Another topical song is “Across America” – an upbeat paean to the hope many Americans have experienced in this time of political change and new leadership. “Still Life” is an indictment – “my opinion of George W. Bush,” says Griffith.
But The Loving Kind is also a showcase for the perceptive exploration of emotions, personalities, and relationships that Griffith is known for. “Things I Don’t Need” gets at that feeling most of us have had at one time or another when our lives are cluttered and, at the same time, lacking in what we really need.
“Up Against The Rain,” while drawing on very close connections in the songwriter’s life, manages to transcend the personal, painting a portrait of a hero who never gives up the struggle. “‘Up Against the Rain’ was inspired by a huge McGuire photo portrait of Townes Van Zant that hangs in my library…I call it my velvet Townes as his eyes follow you everywhere. My co-writer Charley Stefl was one of Townes’ best friends, as well as Townes being my dearest mentor, but the song could be for anyone’s hero and with me, I also lost my dear ‘beautiful’ Pops (my stepfather…real father) just before Christmas and we recorded ‘Up Against the Rain’ the day I returned from his funeral in Austin so it’s very close to my heart.”
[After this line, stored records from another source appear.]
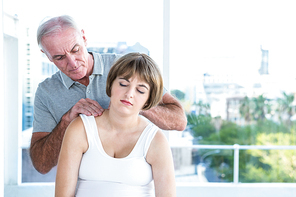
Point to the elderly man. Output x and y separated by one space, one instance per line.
78 88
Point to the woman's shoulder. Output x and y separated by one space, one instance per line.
75 134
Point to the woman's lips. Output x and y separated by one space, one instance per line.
126 102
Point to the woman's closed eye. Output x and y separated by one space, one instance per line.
121 84
141 92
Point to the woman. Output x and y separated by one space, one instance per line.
119 153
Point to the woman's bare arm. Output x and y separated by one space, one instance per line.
160 157
73 146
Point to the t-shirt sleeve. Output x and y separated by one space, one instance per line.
43 119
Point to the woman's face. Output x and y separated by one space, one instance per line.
129 95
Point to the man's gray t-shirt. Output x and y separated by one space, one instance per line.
58 94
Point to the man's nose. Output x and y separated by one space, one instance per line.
72 61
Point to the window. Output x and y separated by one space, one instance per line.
231 65
221 60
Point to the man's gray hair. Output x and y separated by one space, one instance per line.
55 25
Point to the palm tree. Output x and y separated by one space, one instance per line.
245 109
285 106
261 107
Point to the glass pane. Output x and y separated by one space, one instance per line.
272 166
113 26
203 165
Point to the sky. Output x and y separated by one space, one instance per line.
212 36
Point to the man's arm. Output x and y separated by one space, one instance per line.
45 146
168 114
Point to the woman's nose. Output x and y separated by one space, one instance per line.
129 93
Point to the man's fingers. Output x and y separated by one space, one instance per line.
90 107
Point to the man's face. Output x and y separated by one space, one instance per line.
67 50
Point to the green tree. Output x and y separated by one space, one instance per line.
286 107
261 107
245 109
200 125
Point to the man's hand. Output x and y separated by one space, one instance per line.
86 106
45 146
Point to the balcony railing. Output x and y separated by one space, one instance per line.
236 148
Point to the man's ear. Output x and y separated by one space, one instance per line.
83 37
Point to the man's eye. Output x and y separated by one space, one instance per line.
75 50
121 84
60 58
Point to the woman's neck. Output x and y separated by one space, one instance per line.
121 123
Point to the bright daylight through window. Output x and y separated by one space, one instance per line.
232 66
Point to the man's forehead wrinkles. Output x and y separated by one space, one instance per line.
58 55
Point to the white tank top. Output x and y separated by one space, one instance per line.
104 176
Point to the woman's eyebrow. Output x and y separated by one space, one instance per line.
124 79
144 86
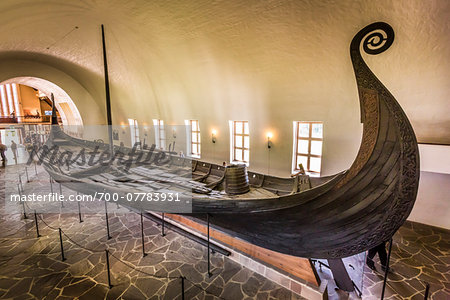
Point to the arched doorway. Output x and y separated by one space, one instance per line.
25 114
70 116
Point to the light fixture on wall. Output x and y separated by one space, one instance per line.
213 136
269 142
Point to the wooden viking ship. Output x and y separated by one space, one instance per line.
329 217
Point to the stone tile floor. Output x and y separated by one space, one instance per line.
31 267
420 254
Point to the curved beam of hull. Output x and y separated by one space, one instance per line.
372 200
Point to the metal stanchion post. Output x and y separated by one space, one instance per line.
387 270
162 225
107 221
209 262
37 226
79 212
26 172
142 235
20 182
60 193
107 267
62 248
182 287
427 291
23 202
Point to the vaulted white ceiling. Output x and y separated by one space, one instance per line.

Also dear to Griffith’s heart is the song “Cotton.” “I always wanted to write something to remind people that LBJ was so much more a huge heart dedicated to his country and social reform – than just the Vietnam War.”
“Sing” is an autobiographical ode to expression and inspiration. Griffith elaborates: “Artists don’t choose to be artists, writers, or singers. It’s just something you know you have to do.” The romantic “One of These Days,” a song Griffith wrote in 1984, is revisited here with singer-songwriter Todd Snider joining in on the chorus.
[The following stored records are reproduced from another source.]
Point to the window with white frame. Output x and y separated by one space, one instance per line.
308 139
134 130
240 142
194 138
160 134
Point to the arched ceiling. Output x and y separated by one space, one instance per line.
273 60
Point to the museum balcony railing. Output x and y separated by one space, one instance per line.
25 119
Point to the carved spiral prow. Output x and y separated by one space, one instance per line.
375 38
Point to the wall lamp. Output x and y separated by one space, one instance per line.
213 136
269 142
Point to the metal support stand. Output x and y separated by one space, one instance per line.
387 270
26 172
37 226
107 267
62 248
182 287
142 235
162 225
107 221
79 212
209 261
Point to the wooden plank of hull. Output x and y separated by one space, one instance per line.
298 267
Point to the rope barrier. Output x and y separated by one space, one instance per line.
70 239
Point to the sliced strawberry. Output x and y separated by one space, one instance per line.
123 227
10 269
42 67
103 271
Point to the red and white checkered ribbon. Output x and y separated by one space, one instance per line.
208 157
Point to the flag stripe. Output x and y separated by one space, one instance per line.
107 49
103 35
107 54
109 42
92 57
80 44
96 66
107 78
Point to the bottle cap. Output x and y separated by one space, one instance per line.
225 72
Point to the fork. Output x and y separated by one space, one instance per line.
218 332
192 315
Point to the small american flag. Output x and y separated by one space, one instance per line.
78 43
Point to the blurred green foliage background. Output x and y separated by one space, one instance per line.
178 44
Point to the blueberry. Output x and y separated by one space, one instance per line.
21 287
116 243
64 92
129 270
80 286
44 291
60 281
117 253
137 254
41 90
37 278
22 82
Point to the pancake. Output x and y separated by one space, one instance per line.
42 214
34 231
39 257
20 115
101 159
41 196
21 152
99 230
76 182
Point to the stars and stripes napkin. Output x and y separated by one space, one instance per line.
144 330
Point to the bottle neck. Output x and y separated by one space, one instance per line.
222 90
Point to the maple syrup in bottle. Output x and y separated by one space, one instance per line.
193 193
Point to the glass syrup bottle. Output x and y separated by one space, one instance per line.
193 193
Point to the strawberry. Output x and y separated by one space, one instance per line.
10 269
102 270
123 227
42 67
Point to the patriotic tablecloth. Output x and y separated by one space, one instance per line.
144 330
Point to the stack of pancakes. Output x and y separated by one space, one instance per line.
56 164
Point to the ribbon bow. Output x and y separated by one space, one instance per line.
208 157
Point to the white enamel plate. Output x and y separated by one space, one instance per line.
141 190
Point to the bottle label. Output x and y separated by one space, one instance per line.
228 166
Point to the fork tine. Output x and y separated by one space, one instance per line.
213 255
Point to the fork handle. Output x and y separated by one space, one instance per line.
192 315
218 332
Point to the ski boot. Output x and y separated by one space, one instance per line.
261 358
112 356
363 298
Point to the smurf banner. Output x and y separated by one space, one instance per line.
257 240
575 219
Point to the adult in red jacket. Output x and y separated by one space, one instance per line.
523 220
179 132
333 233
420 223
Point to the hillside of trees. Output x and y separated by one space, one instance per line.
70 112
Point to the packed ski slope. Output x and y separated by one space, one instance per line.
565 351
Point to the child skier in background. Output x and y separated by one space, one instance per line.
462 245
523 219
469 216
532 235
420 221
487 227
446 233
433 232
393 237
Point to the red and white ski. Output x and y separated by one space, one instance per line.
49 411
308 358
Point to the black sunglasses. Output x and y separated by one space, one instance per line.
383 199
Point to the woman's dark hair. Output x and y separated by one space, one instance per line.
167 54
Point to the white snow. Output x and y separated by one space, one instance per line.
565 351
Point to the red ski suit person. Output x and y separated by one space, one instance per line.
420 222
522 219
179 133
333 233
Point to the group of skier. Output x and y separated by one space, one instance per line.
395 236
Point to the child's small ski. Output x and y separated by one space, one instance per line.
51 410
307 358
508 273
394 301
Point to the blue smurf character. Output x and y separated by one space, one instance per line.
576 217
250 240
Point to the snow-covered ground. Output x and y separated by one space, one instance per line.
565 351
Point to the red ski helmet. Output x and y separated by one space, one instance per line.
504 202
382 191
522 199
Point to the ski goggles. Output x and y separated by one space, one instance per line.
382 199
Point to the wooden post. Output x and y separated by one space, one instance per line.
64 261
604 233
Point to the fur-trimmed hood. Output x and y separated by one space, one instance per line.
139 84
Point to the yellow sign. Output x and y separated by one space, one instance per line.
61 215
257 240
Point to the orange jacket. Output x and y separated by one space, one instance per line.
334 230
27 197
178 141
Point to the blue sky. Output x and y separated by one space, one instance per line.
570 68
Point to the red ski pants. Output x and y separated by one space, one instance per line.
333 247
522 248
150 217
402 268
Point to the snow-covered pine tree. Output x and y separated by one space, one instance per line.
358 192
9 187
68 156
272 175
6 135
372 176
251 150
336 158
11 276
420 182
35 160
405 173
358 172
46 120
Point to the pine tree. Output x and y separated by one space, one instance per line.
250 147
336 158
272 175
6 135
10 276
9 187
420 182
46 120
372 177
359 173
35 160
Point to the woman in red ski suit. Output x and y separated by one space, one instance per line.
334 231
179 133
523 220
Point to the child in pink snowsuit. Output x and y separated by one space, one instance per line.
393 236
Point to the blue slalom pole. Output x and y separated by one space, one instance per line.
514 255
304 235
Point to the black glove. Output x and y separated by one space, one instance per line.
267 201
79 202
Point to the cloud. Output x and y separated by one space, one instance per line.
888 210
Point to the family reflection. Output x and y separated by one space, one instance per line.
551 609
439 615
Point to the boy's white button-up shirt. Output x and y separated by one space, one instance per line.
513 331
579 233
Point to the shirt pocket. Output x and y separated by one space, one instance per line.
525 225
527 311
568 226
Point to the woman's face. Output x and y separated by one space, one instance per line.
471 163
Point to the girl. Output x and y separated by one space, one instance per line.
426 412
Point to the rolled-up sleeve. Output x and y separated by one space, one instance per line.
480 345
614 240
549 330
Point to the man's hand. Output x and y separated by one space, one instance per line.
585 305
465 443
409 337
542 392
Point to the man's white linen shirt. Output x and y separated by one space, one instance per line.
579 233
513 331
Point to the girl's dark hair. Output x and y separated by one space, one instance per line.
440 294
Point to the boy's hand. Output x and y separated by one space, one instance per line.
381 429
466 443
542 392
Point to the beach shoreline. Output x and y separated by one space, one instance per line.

Nanci Griffith has always skillfully chosen the songs by other writers that she covers. She was the first artist discerning enough to record Julie Gold’s classic “From A Distance.” When asked what she looks for in a song to cover, Griffith says, “I have to feel like: ‘man, I wish I’d written that.’” The Loving Kind features four outstanding covers – two by early mentor Dee Moeller. The rowdy “Party Girl,” sad tale that it is, still makes you want to dance, while “Tequila After Midnight” will send you looking for the nearest Honky Tonk. “Money Changes Everything,” by Gale Trippsmith, is a jaunty look at greed, a song that seems to grow more timely with each passing day. The album closes with Edwina Hayes’ laid back yet reflective “Pour Me a Drink.”
Perhaps the most striking song on The Loving Kind is “Not Innocent Enough” – a poignant statement against the death penalty. The song deals with the story of Philip Workman, accused of murdering a police officer, and convicted – with tainted testimony. “I started writing this song long before Philip was executed but just couldn’t finish it until that final injustice took place,” Griffith explains. In the song, the focus is on human imperfection – and the finality of the looming punishment. “I am a total abolitionist on the death penalty. I just hope [the song] makes a difference.”
When the cause is championed with the eloquence Nanci Griffith brings to it, it just might.